Others are the abuser, shockingly justifying horrible actions that can only place them in the realm of a narcissist.
I know these descriptions seem extreme. Sometimes questions are about behavior that is merely petty, or reasonable confusion, and sometimes there are multiple people being awful, but my description is not the exaggeration one would hope for.
I believe it can be very difficult to have a correct sense of one's place in the world and one's value. It's too easy to think that you are worse than everyone else, or better than everyone else.
The essence of dominator culture makes it normal to fall into hierarchies. Your idea of your position probably has a lot to do with your parents, quite possibly being more about how they feel about themselves than how how they feel about you.
We all start out equally valuable, but we get different resources and are treated differently based on birth circumstances. What matters are our choices, but not everyone has the same options. Some don't even have the opportunity to know about various options.
Those are reasons to have compassion toward others, especially if you know they have had disadvantages.
Too often, though, it becomes the reason we allow those who believe in their own superiority to run roughshod over others.
Sure, the obvious correlation is allowing a convicted felon to run for president, but that can also included not speaking up about racist jokes or having a stronger commitment to prison abolition than holding a rapist accountable, therefore excluding the person he raped from the activist group.

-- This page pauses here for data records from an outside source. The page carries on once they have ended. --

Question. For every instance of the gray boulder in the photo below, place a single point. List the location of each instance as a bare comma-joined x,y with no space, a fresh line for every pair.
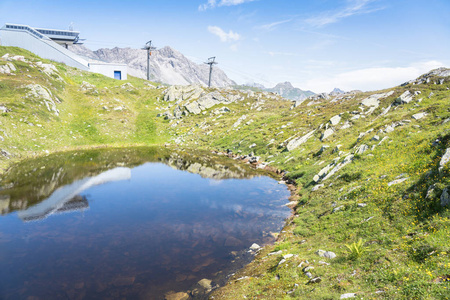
404,98
326,254
335,120
445,196
326,134
298,141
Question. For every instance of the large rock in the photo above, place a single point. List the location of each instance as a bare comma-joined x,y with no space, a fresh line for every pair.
406,97
348,159
167,65
176,296
373,101
39,92
326,134
298,141
335,120
361,149
445,196
193,108
326,254
445,159
419,116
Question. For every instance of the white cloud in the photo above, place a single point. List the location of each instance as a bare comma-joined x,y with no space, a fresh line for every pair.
213,3
370,79
224,37
271,26
271,53
354,7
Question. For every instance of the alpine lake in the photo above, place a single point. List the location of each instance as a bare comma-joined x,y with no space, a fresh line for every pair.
135,223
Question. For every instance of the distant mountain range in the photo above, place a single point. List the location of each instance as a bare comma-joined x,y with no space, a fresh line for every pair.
287,91
167,65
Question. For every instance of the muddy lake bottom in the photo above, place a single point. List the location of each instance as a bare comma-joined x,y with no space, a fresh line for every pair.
133,232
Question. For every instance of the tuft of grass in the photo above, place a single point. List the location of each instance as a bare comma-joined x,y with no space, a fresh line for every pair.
356,249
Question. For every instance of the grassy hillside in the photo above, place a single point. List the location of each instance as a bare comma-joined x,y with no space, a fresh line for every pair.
91,109
376,204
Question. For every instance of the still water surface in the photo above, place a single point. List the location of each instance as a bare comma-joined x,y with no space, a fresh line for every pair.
131,225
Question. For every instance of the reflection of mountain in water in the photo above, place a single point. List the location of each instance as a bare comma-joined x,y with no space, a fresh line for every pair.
207,168
66,198
38,188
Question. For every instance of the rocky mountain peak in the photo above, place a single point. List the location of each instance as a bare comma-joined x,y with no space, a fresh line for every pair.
167,65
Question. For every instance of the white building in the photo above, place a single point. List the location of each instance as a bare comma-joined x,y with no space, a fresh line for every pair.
52,44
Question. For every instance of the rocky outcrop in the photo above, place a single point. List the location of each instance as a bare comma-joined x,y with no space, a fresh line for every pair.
286,90
295,143
166,65
444,159
426,78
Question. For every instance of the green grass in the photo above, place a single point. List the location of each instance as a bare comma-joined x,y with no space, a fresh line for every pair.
405,233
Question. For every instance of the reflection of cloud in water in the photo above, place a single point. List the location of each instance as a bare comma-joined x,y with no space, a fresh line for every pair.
59,198
252,209
215,182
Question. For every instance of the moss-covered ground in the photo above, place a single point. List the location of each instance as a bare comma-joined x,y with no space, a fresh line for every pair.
404,253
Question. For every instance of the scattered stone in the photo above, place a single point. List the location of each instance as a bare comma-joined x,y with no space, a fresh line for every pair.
419,116
337,149
346,125
336,209
299,141
239,121
397,181
326,254
176,296
389,129
316,178
348,295
368,219
361,149
404,98
445,159
317,187
348,159
306,269
445,196
335,120
255,247
322,149
326,134
314,280
206,284
39,92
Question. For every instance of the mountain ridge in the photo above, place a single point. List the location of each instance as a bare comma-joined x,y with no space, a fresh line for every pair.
167,65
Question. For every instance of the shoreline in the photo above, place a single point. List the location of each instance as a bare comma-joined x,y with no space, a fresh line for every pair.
242,258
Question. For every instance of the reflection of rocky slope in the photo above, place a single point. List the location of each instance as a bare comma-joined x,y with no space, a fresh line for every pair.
47,185
166,65
207,168
63,199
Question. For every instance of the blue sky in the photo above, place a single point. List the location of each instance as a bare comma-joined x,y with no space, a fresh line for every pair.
317,45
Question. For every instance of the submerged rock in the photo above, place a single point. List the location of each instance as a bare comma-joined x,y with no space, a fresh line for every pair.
327,254
445,197
445,159
298,141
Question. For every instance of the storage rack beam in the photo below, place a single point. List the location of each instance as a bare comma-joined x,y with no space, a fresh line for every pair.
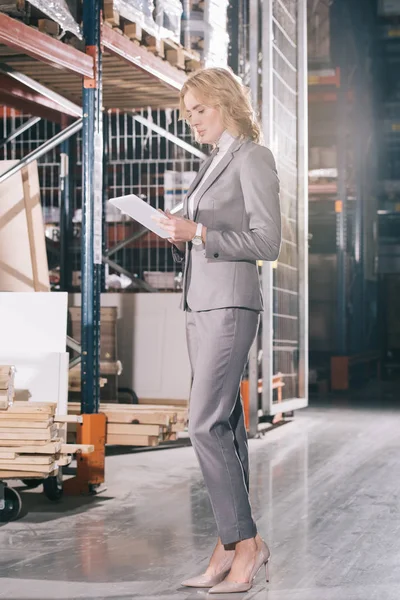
20,130
13,93
44,48
170,137
43,149
141,58
57,102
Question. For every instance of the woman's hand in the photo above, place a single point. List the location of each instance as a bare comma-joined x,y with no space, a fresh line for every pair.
180,230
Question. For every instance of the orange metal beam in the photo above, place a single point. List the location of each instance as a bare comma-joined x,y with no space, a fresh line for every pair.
44,48
17,95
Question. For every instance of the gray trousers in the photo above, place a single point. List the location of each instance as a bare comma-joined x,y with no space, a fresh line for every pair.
219,342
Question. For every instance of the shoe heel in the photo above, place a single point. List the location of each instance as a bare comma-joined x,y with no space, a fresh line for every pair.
266,572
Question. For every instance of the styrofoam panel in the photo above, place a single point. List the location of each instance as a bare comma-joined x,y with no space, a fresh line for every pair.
33,321
43,374
16,268
151,340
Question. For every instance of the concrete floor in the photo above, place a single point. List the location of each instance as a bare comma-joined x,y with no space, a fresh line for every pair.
325,493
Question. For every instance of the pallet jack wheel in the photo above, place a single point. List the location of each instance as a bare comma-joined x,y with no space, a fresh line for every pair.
32,483
53,487
10,506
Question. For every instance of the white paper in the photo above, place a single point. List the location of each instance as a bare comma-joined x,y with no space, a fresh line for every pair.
140,211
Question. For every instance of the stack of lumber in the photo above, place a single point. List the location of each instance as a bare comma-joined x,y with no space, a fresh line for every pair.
30,442
136,424
6,386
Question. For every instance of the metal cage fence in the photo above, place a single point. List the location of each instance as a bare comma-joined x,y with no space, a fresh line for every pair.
284,127
140,161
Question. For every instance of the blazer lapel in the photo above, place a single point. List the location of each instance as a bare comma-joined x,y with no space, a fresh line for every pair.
196,181
219,169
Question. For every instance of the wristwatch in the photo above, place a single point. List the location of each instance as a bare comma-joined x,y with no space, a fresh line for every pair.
197,240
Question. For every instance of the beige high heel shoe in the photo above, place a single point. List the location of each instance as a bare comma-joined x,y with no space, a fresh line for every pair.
203,581
230,587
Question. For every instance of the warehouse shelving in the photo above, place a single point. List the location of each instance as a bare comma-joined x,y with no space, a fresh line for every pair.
43,76
343,106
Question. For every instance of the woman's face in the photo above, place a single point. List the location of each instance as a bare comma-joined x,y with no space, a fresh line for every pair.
205,120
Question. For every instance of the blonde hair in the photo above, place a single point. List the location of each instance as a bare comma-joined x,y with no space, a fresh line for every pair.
219,88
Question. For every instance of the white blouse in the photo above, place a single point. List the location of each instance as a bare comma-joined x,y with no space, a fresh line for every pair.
225,142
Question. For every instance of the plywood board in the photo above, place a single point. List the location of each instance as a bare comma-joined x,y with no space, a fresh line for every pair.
23,258
132,440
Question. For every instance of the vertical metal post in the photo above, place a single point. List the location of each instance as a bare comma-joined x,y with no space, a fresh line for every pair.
233,29
92,147
105,198
302,204
186,24
341,233
267,273
66,233
359,160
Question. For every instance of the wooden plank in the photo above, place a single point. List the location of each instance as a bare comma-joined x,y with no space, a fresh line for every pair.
64,460
28,434
32,448
73,448
28,467
22,424
178,427
68,419
9,415
27,474
132,440
8,454
142,418
48,408
124,429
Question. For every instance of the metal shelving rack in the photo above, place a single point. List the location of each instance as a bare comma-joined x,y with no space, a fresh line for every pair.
272,59
37,70
349,92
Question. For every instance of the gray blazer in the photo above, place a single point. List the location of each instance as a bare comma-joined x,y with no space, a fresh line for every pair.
239,205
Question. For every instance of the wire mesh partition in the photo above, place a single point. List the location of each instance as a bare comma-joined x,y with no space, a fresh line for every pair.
284,126
280,90
145,163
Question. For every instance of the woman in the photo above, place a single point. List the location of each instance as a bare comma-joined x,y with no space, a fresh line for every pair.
231,219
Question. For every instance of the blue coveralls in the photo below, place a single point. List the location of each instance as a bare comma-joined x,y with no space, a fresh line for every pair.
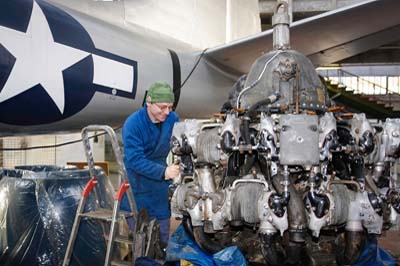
146,148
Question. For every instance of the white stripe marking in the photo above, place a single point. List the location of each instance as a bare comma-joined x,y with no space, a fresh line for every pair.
112,74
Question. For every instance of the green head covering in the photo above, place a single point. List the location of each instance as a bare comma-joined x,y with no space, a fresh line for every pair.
160,92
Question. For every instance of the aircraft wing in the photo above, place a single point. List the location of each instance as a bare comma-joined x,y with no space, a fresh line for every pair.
325,38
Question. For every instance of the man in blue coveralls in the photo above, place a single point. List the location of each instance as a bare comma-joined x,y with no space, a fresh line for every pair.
146,136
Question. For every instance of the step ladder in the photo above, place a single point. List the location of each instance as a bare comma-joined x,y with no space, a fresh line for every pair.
111,216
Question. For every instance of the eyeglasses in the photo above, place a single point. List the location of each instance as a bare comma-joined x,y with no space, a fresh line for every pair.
164,108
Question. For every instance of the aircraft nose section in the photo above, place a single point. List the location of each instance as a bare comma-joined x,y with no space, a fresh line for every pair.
7,61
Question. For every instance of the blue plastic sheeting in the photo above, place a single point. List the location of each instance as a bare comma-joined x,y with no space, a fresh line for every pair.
46,168
181,246
373,255
36,216
13,173
144,261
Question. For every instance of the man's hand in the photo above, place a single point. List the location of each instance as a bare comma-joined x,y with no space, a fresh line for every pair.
171,172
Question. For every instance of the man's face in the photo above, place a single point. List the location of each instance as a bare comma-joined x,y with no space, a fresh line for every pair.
158,112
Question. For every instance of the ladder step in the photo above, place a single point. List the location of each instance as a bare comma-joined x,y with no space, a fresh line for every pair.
121,263
104,214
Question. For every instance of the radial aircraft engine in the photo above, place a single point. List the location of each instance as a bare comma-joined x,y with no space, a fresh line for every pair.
281,173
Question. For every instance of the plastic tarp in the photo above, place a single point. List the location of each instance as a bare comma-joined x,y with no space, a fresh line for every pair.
37,211
46,168
182,246
374,255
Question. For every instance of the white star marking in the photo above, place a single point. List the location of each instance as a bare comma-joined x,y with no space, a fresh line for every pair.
39,60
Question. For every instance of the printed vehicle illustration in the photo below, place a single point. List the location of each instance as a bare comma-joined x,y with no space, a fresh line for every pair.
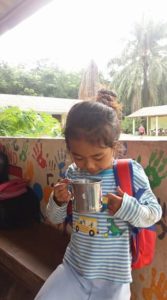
86,225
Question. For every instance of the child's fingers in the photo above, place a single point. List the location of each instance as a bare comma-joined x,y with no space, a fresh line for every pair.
120,191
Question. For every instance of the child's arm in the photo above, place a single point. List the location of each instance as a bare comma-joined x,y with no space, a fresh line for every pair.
58,201
144,211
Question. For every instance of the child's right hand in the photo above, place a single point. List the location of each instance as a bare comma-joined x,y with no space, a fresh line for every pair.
61,193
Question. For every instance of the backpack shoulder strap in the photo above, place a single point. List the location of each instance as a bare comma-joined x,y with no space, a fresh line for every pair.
123,173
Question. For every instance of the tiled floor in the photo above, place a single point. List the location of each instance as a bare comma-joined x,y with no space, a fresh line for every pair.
12,290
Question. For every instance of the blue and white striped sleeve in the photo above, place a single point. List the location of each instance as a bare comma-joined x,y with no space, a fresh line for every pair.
143,211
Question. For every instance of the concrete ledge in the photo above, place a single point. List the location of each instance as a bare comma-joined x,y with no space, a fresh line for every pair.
31,254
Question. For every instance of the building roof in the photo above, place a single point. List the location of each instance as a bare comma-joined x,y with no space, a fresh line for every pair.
150,111
12,12
48,105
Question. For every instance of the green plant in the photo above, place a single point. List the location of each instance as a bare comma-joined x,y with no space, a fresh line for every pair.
14,122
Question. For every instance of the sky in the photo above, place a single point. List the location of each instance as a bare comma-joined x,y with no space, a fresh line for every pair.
72,32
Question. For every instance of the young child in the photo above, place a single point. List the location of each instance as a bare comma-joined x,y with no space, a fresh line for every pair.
97,267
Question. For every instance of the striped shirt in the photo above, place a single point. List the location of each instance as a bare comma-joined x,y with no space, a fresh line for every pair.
100,243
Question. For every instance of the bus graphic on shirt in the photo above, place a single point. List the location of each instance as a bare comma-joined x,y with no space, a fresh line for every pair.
86,225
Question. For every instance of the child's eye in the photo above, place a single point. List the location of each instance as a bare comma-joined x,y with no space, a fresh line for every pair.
78,158
98,158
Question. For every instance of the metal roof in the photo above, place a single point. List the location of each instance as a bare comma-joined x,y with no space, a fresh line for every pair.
12,12
150,111
40,104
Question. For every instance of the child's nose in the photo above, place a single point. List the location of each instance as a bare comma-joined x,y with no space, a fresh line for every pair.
90,166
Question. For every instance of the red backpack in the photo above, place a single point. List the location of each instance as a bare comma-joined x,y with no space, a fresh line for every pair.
143,240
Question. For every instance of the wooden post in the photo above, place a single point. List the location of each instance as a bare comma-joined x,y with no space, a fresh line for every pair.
156,125
133,125
147,129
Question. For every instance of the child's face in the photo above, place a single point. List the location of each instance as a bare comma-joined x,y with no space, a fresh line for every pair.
89,157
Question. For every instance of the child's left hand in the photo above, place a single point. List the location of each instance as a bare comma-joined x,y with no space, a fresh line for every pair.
115,201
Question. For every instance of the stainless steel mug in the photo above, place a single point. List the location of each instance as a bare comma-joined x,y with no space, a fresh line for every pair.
87,195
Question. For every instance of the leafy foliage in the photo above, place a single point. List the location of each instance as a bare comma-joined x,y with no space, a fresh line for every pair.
44,79
139,75
14,122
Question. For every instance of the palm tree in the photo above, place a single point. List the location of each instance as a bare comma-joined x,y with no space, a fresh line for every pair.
90,82
139,74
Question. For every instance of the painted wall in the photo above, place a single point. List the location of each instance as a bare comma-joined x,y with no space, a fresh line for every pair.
162,122
43,161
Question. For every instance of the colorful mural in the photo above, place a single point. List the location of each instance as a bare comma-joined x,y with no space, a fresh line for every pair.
43,161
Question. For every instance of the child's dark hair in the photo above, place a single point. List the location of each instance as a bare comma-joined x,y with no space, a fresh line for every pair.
96,121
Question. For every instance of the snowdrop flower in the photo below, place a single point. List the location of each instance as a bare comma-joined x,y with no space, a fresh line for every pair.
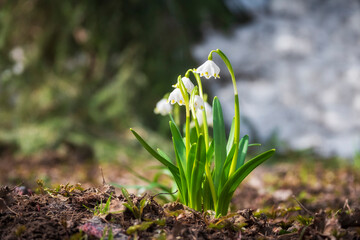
176,97
209,116
163,107
208,69
198,103
189,86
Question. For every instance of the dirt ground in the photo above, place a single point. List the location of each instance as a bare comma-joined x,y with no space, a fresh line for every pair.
285,201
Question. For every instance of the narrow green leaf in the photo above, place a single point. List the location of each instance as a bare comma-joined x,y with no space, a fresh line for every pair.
164,155
243,146
198,173
161,159
219,142
255,145
210,152
183,182
190,164
228,163
231,137
173,169
178,144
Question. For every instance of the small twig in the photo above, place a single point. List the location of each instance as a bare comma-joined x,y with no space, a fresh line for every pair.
346,205
8,207
303,207
102,174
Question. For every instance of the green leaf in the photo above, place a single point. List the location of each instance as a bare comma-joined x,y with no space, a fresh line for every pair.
178,144
198,173
243,146
164,155
190,164
228,164
236,178
173,169
183,182
210,152
219,142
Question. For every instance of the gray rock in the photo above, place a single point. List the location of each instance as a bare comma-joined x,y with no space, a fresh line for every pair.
298,72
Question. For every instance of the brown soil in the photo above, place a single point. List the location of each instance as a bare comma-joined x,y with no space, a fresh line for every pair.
301,201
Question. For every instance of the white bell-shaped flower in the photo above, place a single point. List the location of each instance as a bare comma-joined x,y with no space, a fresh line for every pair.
189,86
198,103
176,97
208,69
163,107
209,115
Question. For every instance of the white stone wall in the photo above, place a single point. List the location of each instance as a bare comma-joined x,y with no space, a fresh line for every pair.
298,72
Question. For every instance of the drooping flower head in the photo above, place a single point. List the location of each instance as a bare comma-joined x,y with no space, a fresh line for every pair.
198,103
209,116
208,69
189,86
176,97
163,107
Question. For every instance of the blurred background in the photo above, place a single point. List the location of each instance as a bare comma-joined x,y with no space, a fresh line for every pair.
76,75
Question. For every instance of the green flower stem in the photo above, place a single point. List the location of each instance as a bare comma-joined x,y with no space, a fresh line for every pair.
205,126
237,111
187,106
206,137
177,114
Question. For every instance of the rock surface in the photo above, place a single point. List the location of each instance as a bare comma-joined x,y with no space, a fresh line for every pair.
298,71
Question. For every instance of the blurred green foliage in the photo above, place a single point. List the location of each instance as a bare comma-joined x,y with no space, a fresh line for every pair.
85,71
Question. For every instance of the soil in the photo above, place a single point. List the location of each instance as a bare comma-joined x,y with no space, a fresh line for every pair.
290,201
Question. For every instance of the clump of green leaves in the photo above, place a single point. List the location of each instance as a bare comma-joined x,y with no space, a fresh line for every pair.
136,210
207,169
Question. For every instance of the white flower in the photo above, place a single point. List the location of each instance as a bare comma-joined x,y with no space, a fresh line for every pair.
163,107
198,103
208,69
176,97
209,116
189,86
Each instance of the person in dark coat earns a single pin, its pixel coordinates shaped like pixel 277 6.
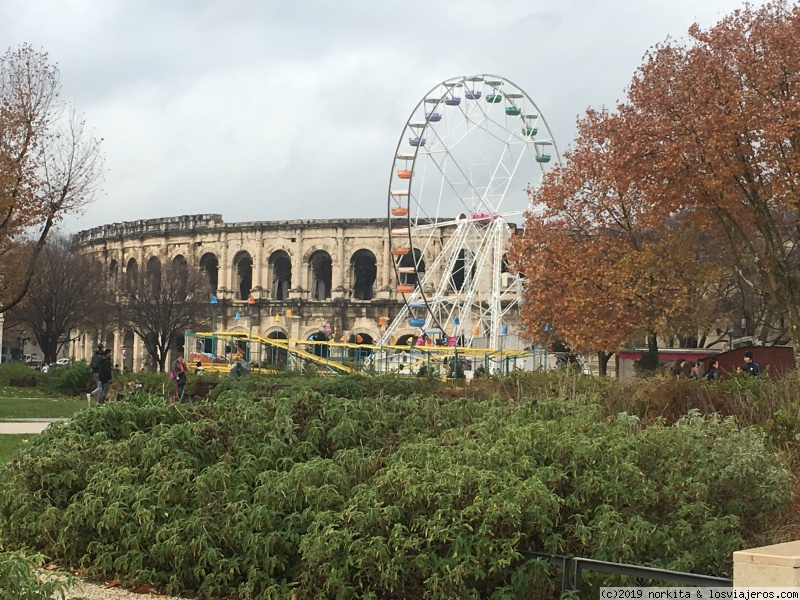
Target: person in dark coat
pixel 104 374
pixel 94 365
pixel 178 375
pixel 751 367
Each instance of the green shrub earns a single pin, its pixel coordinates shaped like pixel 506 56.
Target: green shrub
pixel 70 379
pixel 311 494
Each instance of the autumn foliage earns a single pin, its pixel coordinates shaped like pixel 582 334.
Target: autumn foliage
pixel 49 165
pixel 703 157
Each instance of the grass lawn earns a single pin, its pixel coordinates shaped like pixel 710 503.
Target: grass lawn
pixel 6 391
pixel 31 407
pixel 9 444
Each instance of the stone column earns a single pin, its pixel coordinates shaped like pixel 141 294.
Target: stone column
pixel 768 566
pixel 299 274
pixel 339 266
pixel 258 266
pixel 224 275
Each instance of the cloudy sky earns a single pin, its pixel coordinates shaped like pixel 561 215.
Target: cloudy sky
pixel 286 109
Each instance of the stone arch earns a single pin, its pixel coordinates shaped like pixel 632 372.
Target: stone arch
pixel 276 356
pixel 321 350
pixel 154 266
pixel 463 269
pixel 363 273
pixel 280 267
pixel 412 259
pixel 209 266
pixel 243 268
pixel 320 271
pixel 360 338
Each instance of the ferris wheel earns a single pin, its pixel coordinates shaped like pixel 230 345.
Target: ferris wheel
pixel 468 152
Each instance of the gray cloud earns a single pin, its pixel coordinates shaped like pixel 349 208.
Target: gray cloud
pixel 293 109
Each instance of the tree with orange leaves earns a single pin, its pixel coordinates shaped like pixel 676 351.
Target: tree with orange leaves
pixel 603 263
pixel 49 165
pixel 708 141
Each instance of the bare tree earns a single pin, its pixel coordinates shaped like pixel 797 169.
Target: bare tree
pixel 160 303
pixel 66 292
pixel 49 165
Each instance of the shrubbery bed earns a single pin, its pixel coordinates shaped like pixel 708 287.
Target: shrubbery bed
pixel 343 490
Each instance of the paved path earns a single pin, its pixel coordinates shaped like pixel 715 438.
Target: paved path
pixel 25 425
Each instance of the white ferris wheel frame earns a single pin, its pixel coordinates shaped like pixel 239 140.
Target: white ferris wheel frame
pixel 476 239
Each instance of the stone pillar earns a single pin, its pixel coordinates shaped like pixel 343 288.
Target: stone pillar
pixel 339 267
pixel 299 272
pixel 258 268
pixel 768 566
pixel 224 276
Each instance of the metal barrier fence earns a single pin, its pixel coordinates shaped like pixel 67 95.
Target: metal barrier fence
pixel 572 568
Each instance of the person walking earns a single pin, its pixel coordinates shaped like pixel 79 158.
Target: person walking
pixel 178 374
pixel 713 370
pixel 677 369
pixel 104 374
pixel 751 367
pixel 94 365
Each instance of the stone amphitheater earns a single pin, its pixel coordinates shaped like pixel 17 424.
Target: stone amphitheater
pixel 332 279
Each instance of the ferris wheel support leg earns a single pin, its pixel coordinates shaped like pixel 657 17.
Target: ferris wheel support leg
pixel 497 266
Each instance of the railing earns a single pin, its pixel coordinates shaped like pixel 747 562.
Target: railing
pixel 572 568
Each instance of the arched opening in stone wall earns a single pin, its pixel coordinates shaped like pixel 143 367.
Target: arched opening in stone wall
pixel 154 273
pixel 359 354
pixel 320 267
pixel 209 266
pixel 463 270
pixel 276 356
pixel 321 350
pixel 113 271
pixel 131 273
pixel 281 269
pixel 363 271
pixel 180 270
pixel 109 343
pixel 243 266
pixel 412 259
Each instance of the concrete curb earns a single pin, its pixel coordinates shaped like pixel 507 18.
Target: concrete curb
pixel 22 426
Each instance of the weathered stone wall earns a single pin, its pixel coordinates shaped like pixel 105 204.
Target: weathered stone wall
pixel 335 309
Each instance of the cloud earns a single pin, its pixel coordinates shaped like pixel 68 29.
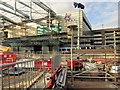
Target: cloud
pixel 102 13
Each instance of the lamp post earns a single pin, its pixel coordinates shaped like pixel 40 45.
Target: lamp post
pixel 72 27
pixel 79 6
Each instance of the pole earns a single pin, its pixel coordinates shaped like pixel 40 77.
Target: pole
pixel 49 20
pixel 115 57
pixel 78 42
pixel 71 57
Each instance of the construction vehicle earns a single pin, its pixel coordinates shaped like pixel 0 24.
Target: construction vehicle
pixel 6 56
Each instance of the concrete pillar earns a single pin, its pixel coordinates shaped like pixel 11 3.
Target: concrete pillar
pixel 56 59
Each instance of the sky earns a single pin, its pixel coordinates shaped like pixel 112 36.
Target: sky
pixel 101 14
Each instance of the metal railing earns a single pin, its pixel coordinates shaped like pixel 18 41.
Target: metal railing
pixel 19 75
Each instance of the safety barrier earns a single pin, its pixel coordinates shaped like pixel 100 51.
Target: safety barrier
pixel 22 74
pixel 58 79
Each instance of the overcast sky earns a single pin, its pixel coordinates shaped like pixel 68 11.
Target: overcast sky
pixel 97 12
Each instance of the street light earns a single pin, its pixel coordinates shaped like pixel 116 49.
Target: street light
pixel 80 6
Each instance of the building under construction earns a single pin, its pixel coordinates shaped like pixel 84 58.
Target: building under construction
pixel 41 49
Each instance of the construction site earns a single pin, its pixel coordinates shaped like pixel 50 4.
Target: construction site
pixel 40 49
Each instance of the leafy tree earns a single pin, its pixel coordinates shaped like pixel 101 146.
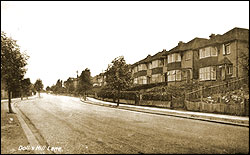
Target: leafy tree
pixel 84 83
pixel 13 64
pixel 25 87
pixel 118 76
pixel 38 86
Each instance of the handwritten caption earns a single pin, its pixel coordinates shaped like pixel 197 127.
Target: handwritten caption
pixel 40 148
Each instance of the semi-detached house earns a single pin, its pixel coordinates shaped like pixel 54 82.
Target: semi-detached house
pixel 215 59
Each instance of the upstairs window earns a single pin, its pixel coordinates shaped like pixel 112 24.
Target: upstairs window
pixel 207 52
pixel 175 57
pixel 155 64
pixel 226 49
pixel 174 75
pixel 207 73
pixel 150 65
pixel 230 69
pixel 188 56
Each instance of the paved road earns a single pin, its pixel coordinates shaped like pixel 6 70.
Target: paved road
pixel 79 127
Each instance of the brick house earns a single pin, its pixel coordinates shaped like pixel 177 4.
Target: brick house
pixel 149 70
pixel 205 60
pixel 219 59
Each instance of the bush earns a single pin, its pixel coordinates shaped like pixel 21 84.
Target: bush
pixel 128 95
pixel 157 97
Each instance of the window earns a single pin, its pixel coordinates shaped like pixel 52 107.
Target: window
pixel 155 64
pixel 226 49
pixel 214 51
pixel 207 73
pixel 135 81
pixel 135 69
pixel 207 52
pixel 175 57
pixel 142 80
pixel 178 75
pixel 174 75
pixel 150 65
pixel 188 56
pixel 202 53
pixel 213 73
pixel 142 67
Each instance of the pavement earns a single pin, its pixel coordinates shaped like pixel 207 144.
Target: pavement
pixel 216 118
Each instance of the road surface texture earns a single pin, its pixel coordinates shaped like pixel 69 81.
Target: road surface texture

I realize, that's a fairly wide range.
I also realize I am posting this quite late, and it wasn't what I planned on writing today. However, as I was going to write about things like what could be appropriate and inappropriate use of authority, it turned into this.
It may be very easy to defer to awful people, because they seem to expect it and you want to be nice, and maybe when you have tried speaking up it hasn't gone well.
If there is any point in writing this series at all, though, it should lead to being able to recognize when things are wrong, and how to respond to some wrong situations.
Under current world circumstances, there are things that are clearly one and one can easily feel justified anger, and then react in a way that is not only not solving the problem, but exacerbating it.
And of course, my writing method is to give lots of examples and background that I hope will combine to lead people to their own understanding, where they are finding the logic of it rather than just trusting me. I believe that is a more effective way of teaching.
Of course, I have spent most of my life feeling less than, so it is hard to be more assertive than that anyway.